As they prepared the second tiny butterfly needle, (the first was kicked out of their hands), Indie screamed, "There has to be another waaaaaay." My heart was broken here. I was beyond worried, and although I wanted all this to stop, I knew we had to test and hopefully rule out meningitis. There was no other way. That tiny needle prick had to happen. He had to calm down.

The needle prick was tiny and the blood drawn was quick, but we waited in panic, fearing the results. We prayed for peace that would pass this understanding and waited. That waiting was brutal. Two hours later we were told that he did not have meningitis. Another hour later we were discharged, frazzled, with diagnoses of a nasty ear infection and a bad neck ache.

All that screaming, fear, panic and tears - for something pretty fixable.

On the drive home I couldn't help to think that this might be how our Heavenly Father feels as He watches us writhe in pain, typically from our own doing, and He tries to calm us down so He can help. I can imagine Him saying, "Child, I know this hurts, but just hold still, let Me take care of you. This test might hurt for a second, but it's the only way I can fix you."

Believers, there are no other ways that heal like our God, but to be healed completely, you need to go through the tests, no matter how scary they seem.

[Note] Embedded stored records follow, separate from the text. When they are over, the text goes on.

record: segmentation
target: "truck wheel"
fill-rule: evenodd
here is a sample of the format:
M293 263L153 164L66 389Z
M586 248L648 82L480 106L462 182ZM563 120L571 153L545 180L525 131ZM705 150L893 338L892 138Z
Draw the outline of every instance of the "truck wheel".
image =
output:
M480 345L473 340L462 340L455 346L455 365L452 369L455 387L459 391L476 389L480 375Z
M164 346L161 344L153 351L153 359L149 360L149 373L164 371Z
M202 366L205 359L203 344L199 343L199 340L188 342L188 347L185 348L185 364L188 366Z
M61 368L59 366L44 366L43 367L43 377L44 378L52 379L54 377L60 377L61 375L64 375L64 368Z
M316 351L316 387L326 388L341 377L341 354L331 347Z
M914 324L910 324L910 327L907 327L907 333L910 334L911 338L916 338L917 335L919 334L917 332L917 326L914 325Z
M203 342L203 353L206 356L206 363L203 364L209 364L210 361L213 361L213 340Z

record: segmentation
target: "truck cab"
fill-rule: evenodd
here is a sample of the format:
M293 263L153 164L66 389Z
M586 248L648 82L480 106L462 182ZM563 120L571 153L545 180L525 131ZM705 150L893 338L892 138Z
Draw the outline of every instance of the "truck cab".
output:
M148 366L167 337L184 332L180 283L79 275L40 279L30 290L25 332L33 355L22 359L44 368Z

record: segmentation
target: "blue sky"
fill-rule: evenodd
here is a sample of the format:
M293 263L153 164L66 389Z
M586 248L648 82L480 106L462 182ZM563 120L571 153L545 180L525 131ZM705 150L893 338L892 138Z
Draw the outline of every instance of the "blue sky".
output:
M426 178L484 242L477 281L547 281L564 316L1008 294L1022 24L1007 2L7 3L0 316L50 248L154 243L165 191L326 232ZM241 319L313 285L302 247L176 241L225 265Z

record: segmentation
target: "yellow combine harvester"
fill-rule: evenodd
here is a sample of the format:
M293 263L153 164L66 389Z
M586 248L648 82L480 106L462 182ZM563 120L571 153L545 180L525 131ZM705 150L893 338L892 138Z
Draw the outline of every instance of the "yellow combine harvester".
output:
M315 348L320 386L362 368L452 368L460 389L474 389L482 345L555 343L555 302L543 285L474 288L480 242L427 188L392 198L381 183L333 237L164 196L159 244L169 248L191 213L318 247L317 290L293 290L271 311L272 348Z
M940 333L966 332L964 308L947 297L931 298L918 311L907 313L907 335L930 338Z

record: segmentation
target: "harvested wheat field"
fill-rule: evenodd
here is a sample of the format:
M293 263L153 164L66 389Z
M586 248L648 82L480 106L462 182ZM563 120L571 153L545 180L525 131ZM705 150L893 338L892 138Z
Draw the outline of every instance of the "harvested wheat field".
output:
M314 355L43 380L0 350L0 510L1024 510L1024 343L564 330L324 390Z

Have you ever felt like you can't handle the test? Have you ever felt beaten, defeated, lost and forgotten? Do you feel like your wounds are left open and beyond repair? Or maybe the sores run so deep you don't know if you can be soothed? I've been there too. You want help, but find yourself crying out, "There has to be another way?!" Believers, you need to see our Great Physician. Don't be afraid of the test and treatments. The test are not as bad as you think and the little needle prick is a whole lot less scary than the potentially fatal diagnoses. It's time to get yourself together, let the test happen, and let the Lord do what He does best. Let Him restore you.

Isaiah 1:5 says, "Why should you be beaten anymore? Why do you persist in rebellion? Your whole head is injured, your whole heart afflicted."

Now is the time to stop being afraid of the needed tests and big treatments. You need to be healed. Psalms 147:3 says, "He heals the brokenhearted and binds up their wounds."

Yes, that was not an ideal vaca, but I am thankful for a God who is still teaching me patience, peace and how to be content in all situations. God uses the hurts, fails, falls, tests and trials to remind us of how much we need Him. I'm thankful that God has given me such a faithful and patient family as we learn this together. I'm thankful that none of the hurts I have are ever too big for our God to fix. He can turn your mourning into dancing and your fears into shouts of joy.

Music is a big deal at our house and the States call this song the "Vacation Song." Despite what happens in life, we are happy to have each other and thankful we have the Lord who guides us through the scary things. I pray you have time to listen to this song, read some Bible and have a talk with our Great Physician. Let the Lord wrap His arms around you, surround you with peace, and calm you down. Let the Lord guide you into a place of hope, healing and contentment.